何事かと思い音の方向に顔を向けると、花畑の入り口方面からオフロードバイクがやってくるではないか!
「え!?」
あまりにも場にそぐわないものなので、目を点にする邪武と貴鬼。
一体この冥界ってとこは、どーなっているんだ……。
ファラオは見慣れた光景なのか、全く表情を変えずにバイクを目で追っている。
オフロードバイクは花々を踏み荒らし、3人の前でギュッと止まる。
ライダーはヘルメットというか、冥衣のマスクは着けておらず、その顔を見た地上からの迷い人は、点になっていた目が飛び出るかと思うくらいに衝撃を受けた。
ファラオは轍が残る花畑を眺めた後、少々声を顰め、
「随分と派手に跡を付けたな。ユリティースに文句を言われるんじゃないか?」
「後でスケルトンに直しておくよう命じる」
ライダースーツならぬ冥衣には、胸部に二つの丸い膨らみ。つまり、このライダーは女性なのだ、が。
「……この人、シュラにそっくりだよね」
「あ、ああ……」
呆然とその女性冥闘士を眺める貴鬼と邪武。女性と思しき体の上に、山羊座のシュラと瓜二つの顔が乗っていた。
どう見ても、シュラだ。
街で会ったら、シュラーと声をかけるレベルで、シュラだ。
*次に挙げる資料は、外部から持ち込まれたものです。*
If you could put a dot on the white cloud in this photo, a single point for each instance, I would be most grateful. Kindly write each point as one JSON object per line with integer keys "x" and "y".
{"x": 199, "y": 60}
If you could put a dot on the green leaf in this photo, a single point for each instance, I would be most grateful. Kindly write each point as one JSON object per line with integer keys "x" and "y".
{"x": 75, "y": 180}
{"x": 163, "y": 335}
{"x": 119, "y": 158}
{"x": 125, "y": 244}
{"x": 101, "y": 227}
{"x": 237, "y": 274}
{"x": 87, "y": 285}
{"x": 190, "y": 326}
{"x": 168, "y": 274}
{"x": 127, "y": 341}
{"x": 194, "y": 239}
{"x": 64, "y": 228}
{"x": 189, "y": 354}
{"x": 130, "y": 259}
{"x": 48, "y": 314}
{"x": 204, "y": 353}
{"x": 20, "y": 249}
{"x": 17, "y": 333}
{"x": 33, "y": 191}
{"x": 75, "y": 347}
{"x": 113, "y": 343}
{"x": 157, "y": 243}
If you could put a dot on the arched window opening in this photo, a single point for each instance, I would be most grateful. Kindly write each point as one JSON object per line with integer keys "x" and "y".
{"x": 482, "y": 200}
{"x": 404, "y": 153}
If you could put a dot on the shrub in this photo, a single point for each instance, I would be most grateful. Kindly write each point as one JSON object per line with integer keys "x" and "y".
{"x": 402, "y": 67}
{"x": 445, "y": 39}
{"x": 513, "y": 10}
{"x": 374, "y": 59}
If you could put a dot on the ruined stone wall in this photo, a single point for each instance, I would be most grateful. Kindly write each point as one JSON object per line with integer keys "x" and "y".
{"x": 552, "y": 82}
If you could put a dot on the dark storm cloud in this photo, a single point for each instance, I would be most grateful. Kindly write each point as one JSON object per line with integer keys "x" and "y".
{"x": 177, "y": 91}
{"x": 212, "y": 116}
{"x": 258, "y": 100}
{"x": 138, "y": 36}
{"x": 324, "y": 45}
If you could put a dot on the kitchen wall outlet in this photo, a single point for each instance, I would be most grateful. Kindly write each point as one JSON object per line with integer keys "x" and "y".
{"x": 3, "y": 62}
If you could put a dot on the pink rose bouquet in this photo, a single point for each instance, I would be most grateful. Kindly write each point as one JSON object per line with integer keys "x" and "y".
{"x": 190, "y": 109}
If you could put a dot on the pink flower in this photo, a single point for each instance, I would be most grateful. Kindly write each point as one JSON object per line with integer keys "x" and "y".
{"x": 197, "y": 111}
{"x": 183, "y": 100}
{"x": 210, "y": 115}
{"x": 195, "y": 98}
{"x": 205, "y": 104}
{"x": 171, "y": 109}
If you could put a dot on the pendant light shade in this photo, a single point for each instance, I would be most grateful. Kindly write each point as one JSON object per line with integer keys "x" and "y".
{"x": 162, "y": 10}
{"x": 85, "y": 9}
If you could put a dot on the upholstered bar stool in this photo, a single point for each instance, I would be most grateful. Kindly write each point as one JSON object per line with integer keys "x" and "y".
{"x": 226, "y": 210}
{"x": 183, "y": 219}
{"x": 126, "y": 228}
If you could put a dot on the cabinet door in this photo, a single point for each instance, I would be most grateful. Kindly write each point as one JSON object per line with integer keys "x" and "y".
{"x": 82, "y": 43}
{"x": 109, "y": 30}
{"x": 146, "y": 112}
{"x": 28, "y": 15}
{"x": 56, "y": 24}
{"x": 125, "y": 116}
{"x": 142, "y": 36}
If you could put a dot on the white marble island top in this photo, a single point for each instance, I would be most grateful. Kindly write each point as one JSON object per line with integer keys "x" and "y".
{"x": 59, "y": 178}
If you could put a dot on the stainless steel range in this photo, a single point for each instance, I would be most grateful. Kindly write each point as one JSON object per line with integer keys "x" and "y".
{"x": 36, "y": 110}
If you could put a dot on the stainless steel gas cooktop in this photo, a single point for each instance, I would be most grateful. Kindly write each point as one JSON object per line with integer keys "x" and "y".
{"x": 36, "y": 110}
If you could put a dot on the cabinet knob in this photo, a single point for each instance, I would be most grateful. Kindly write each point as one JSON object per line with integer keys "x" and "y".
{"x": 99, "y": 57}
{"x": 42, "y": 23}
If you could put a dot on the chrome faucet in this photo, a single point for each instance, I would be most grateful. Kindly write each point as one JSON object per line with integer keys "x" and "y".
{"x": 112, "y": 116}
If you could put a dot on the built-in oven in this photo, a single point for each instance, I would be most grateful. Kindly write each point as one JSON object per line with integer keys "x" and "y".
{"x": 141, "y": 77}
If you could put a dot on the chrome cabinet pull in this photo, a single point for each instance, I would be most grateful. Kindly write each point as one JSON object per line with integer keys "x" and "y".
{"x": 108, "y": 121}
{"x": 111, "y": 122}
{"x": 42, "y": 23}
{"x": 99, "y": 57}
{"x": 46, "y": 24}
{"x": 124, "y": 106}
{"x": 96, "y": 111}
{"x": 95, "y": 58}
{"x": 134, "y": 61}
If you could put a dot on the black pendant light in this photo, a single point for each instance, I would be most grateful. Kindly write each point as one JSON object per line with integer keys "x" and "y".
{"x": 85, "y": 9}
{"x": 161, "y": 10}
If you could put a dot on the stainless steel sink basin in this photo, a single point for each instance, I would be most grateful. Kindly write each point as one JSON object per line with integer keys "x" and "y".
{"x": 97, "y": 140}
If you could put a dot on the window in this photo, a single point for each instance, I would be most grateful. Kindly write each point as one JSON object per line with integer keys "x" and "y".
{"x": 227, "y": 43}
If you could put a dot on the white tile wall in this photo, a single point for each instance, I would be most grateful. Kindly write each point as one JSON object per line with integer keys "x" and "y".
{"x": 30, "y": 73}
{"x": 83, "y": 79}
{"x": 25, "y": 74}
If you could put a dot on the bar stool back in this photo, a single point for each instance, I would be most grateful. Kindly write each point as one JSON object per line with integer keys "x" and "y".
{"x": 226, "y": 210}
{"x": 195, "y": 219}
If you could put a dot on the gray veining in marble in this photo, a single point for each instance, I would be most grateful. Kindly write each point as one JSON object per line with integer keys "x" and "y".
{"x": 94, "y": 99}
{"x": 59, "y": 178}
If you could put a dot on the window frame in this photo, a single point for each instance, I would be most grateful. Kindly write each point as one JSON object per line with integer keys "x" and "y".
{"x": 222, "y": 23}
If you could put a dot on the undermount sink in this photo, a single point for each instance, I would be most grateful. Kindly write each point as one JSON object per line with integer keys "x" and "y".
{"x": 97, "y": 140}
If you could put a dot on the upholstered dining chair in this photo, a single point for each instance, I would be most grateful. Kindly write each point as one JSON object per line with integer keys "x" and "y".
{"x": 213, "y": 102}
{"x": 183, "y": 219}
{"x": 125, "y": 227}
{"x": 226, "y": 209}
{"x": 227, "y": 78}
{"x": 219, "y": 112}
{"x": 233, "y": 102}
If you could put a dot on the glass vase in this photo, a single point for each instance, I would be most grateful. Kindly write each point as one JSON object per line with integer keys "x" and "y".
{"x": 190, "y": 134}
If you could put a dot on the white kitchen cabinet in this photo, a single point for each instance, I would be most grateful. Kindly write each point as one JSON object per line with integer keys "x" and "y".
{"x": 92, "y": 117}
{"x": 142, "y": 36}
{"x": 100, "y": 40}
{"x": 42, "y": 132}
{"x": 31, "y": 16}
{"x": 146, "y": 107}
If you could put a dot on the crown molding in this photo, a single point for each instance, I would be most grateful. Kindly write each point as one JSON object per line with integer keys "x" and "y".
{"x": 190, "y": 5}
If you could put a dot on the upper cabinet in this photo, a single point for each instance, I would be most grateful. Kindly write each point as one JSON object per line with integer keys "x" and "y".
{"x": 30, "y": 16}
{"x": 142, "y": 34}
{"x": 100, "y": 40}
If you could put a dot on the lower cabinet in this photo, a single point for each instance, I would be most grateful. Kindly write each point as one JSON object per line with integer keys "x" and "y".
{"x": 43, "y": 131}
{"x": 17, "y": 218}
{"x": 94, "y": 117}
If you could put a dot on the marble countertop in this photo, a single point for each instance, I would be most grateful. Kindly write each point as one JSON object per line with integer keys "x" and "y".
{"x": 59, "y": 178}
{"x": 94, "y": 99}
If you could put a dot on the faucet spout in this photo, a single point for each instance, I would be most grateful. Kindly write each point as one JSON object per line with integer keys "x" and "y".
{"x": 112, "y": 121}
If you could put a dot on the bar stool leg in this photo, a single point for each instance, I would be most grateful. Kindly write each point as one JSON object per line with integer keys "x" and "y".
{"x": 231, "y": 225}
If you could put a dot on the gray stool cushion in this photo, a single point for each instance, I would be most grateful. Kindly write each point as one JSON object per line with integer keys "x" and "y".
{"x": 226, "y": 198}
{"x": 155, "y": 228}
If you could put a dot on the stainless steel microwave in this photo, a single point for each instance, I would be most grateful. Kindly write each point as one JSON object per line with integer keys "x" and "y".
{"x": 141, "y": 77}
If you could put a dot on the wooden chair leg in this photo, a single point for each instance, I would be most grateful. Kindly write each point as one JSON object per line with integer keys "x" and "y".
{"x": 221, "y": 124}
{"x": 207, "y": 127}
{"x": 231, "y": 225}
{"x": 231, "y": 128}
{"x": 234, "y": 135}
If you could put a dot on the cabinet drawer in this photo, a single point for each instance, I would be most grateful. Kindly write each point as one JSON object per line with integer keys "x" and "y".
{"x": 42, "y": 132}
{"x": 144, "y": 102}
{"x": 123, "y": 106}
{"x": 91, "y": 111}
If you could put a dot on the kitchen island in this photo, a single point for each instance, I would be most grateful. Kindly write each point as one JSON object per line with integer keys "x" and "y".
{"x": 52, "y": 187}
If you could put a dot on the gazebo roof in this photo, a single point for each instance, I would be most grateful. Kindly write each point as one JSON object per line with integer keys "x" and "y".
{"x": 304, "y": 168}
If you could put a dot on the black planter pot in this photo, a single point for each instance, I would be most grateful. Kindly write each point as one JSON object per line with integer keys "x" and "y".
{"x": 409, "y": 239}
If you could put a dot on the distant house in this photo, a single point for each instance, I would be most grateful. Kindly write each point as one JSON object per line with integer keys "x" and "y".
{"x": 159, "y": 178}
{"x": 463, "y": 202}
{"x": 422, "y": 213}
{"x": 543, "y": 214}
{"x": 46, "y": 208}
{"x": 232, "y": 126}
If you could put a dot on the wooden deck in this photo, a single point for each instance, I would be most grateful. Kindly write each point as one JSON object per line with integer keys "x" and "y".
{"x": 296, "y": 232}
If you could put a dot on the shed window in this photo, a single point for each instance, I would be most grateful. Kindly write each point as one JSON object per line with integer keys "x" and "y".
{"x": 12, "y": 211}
けれどもこの冥闘士の声は、何処からどう聞いても女性であった。
知り合いの男性の顔から女性の声が出るシュールさを、どう表現してよいのやら。
ファラオは二人の呆けた顔に気付き、どうした?と訊ねる。
クイーンを見た彼らの表情が、明らかにこれまでのものとは違っていたからだ。
何事かと思いきや。邪武は所々口ごもりながら、
「……黄金聖闘士に、そこの冥闘士にそっくりな人がいてさ……」
「ほぉ」
面白そうに、興味深そうに、口角を曲げるファラオ。なかなか面白い偶然があるものだ。
それを聞いていたクイーンは、何を今更と言わんばかりの様子で、鼻で笑う。
バイクに跨がったままの女性にそれをやられると、何となくイラッとするのは何故だろうか。
「山羊座のシュラだろう?」
「知っているのか?」
「あいつは一度我がハーデス軍の走狗となり、アテナに刃を向けたからな。裏切り者の黄金聖闘士たちの顔は、ラダマンティス様の旗下のものなら、皆知っている」
嘲笑するようなクイーンの口調。邪武も怒りが込み上げてきて、ぐっと拳を固める。
何故黄金聖闘士がアテナの首を狙ったのか。何故裏切り者の汚名を被ったのか。
それは、今ならば皆が知るところであるが。
「形だけでも、よく主に歯向かえたもの……ぐわ!」
クイーンはそれ以上言葉を続けることができなかった。なぜなら。
貴鬼がテレキネシスでクイーンのバイクをいきなり横転させたため、彼女は花畑の絨毯の上に叩き付けられることとなったからだ。
「お、おい!」
貴鬼の突然の行動に慌てる邪武。